En su momento, el palimpsesto de teorías sobrenaturales y conspirativas tapaba lo que, para cualquiera que sepa un poco de psicología, era un evidente brote psicótico capturado en cámara. Sin embargo, el posterior descubrimiento del cuerpo de la chica dentro del tanque de agua de la azotea aumentó el caudal de teorías divagantes.
Una lasaña de divagues
La gran mayoría de los documentales que aparecen en Netflix son, detrás de su asunto, narraciones pobremente cifradas sobre asuntos políticos e ideológicos del presente. Así, Desaparición en el hotel Cecil es más un documental sobre el poder de manija de las redes sociales que uno sobre la vida de una pobre piba que no la estaba pasando muy bien y terminó muriendo de una forma tan darwiniana como trágica.
El problema es que, si bien se aclara todo en el último capítulo, es tanto el nivel de falopa conspiranoide de youtubers tristes y patéticos, que cuando llega al final uno ya se siente desgastado. Hay algo no solamente inconsistente sino también irresponsable en cómo se trata de estirar la historia y generar misterio suficiente para mantener al espectador prendido del caso, a costa de varias personas que, desde el vamos, se sabe que tienen elementos mucho más concluyentes. El problema es que las pelotudeces esgrimidas están tan a la vista que a uno le da un poco de vergüenza ajena cómo la serie juega al abogado del diablo para después lavarse las manos.
En algún sentido, los personajes retratados tienen cosas similares a los de No te metas con los gatos (Don’t Mess with Cats, Mark Lewis, 2019). La única diferencia es que en esa los descubrimientos de los youtubers terminaban confluyendo en la resolución del caso, mientras que en esta su presencia es más que nada molesta y entorpecedora.
La serie parece tratar de mostrar los riesgos que implica para unos y otros este deseo de que la realidad sea más fascinante que simplemente triste. Sintomáticamente, por el contrario, la trama está cayendo todo el tiempo en el encanto de esas teorías, recortando y pegando entrevistas, estirándose y siendo repetitiva sólo para generar los golpes de efecto que (re)quiere.

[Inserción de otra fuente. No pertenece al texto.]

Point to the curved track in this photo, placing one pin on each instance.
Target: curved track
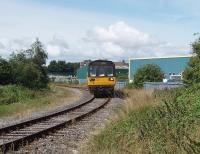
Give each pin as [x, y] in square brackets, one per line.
[20, 134]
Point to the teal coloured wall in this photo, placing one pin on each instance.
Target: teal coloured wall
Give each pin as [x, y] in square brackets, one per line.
[82, 72]
[171, 65]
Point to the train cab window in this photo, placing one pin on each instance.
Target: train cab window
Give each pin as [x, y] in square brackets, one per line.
[93, 71]
[101, 71]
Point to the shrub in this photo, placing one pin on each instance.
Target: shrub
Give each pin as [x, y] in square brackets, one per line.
[191, 74]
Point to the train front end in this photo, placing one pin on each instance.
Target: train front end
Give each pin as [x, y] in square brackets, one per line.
[101, 77]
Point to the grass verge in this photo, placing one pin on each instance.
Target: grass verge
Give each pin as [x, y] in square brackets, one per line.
[17, 100]
[159, 122]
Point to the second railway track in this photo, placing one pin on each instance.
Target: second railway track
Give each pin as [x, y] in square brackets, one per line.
[14, 136]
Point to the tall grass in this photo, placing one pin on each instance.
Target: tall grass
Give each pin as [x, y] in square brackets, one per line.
[159, 122]
[17, 100]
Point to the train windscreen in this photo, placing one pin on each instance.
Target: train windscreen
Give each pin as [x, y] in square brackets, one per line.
[101, 71]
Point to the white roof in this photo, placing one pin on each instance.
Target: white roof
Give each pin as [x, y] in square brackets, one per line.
[180, 56]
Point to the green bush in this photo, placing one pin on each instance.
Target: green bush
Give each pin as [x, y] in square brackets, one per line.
[13, 93]
[191, 74]
[27, 67]
[169, 127]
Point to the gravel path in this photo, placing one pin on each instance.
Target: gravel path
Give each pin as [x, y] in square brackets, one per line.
[69, 139]
[78, 96]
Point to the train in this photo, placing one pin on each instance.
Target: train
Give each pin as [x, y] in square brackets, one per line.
[101, 77]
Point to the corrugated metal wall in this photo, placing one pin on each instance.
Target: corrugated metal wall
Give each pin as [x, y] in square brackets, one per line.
[172, 65]
[161, 85]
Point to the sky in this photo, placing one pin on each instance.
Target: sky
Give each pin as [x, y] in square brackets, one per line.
[75, 30]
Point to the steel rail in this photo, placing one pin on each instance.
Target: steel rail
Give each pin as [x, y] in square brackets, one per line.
[16, 143]
[28, 122]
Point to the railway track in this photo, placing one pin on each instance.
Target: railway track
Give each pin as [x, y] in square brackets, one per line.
[14, 136]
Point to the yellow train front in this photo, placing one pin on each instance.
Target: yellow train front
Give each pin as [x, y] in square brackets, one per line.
[101, 77]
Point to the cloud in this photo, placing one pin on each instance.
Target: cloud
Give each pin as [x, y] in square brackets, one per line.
[57, 46]
[121, 41]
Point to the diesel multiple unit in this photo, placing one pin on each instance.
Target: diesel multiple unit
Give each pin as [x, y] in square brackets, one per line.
[101, 77]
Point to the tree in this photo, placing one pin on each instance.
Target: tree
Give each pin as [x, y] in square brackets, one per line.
[5, 72]
[39, 55]
[28, 67]
[148, 73]
[191, 75]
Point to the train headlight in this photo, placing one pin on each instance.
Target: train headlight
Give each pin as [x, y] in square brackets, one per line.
[92, 79]
[111, 79]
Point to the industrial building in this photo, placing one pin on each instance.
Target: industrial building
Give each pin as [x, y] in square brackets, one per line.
[173, 67]
[121, 71]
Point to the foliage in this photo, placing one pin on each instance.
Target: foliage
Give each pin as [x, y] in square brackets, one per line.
[27, 67]
[62, 68]
[20, 101]
[13, 93]
[191, 74]
[148, 73]
[5, 72]
[172, 126]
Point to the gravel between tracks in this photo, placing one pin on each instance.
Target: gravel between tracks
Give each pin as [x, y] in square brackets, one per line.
[69, 139]
[79, 96]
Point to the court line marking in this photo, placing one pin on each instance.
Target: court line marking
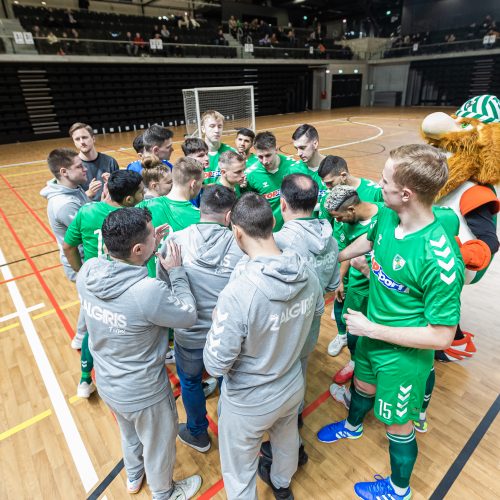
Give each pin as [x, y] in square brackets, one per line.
[15, 315]
[74, 441]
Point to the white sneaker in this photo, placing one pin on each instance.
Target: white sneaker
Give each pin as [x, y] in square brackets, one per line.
[170, 357]
[337, 344]
[341, 394]
[185, 489]
[209, 386]
[76, 342]
[134, 486]
[85, 389]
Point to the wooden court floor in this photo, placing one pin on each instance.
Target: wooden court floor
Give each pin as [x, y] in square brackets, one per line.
[53, 445]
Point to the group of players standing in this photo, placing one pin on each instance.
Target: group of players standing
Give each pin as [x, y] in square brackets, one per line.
[240, 278]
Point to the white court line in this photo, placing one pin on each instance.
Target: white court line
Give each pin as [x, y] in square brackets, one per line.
[74, 441]
[28, 309]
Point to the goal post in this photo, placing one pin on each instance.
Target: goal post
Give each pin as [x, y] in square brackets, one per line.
[236, 104]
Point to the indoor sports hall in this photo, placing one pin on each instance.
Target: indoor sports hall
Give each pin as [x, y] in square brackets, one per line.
[365, 74]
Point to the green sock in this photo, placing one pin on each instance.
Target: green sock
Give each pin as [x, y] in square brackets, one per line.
[339, 319]
[403, 451]
[86, 360]
[361, 404]
[352, 340]
[429, 387]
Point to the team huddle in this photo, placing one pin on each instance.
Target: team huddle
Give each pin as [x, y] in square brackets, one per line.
[219, 263]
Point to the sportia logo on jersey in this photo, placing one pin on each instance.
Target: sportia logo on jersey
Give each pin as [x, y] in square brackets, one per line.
[272, 194]
[385, 280]
[212, 174]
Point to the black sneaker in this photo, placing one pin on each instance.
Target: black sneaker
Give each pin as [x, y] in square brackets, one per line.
[266, 453]
[199, 443]
[264, 472]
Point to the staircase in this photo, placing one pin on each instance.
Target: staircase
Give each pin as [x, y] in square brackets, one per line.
[38, 101]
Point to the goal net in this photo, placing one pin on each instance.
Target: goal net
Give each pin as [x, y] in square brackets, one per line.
[236, 104]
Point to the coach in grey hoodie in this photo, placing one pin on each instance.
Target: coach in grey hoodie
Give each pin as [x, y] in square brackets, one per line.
[309, 237]
[65, 196]
[128, 315]
[261, 323]
[209, 255]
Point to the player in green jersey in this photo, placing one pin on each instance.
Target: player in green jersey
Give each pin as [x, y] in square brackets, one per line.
[244, 142]
[353, 218]
[125, 189]
[333, 170]
[212, 125]
[306, 142]
[416, 279]
[176, 209]
[265, 175]
[232, 170]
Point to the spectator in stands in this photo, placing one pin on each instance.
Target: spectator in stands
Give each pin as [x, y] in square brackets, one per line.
[97, 164]
[130, 46]
[233, 26]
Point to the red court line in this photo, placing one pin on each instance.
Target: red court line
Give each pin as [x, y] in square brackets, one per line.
[33, 213]
[213, 490]
[39, 244]
[30, 274]
[42, 282]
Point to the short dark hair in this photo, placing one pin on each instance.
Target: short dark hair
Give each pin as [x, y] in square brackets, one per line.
[308, 130]
[254, 215]
[193, 145]
[265, 140]
[155, 135]
[332, 165]
[246, 132]
[60, 158]
[217, 200]
[124, 228]
[123, 183]
[138, 144]
[300, 192]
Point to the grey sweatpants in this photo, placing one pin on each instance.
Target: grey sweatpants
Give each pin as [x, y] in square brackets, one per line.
[240, 437]
[309, 346]
[148, 444]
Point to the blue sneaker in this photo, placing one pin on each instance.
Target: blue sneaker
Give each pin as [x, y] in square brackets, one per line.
[333, 432]
[380, 489]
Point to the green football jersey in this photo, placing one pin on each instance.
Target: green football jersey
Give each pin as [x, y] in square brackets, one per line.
[237, 189]
[85, 228]
[347, 233]
[268, 185]
[416, 279]
[212, 172]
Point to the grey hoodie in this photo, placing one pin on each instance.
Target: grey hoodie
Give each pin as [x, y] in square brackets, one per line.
[261, 323]
[312, 239]
[128, 316]
[63, 205]
[209, 254]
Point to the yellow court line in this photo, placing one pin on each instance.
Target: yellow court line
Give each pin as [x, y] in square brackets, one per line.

The Ripper, dirigida por Ellena Wood y Jesse Vile, 2020
Acosador nocturno: a la caza de un asesino en serie (Night Stalker: The Hunt of a Serial Killer), dirigida por Tiller Russell y James Carroll, 2021
Escena del crimen: desaparición en el hotel Cecil (Crime Scene: The Vanishing at the Cecil Hotel), dirigida por Joe Berlinger, 2021.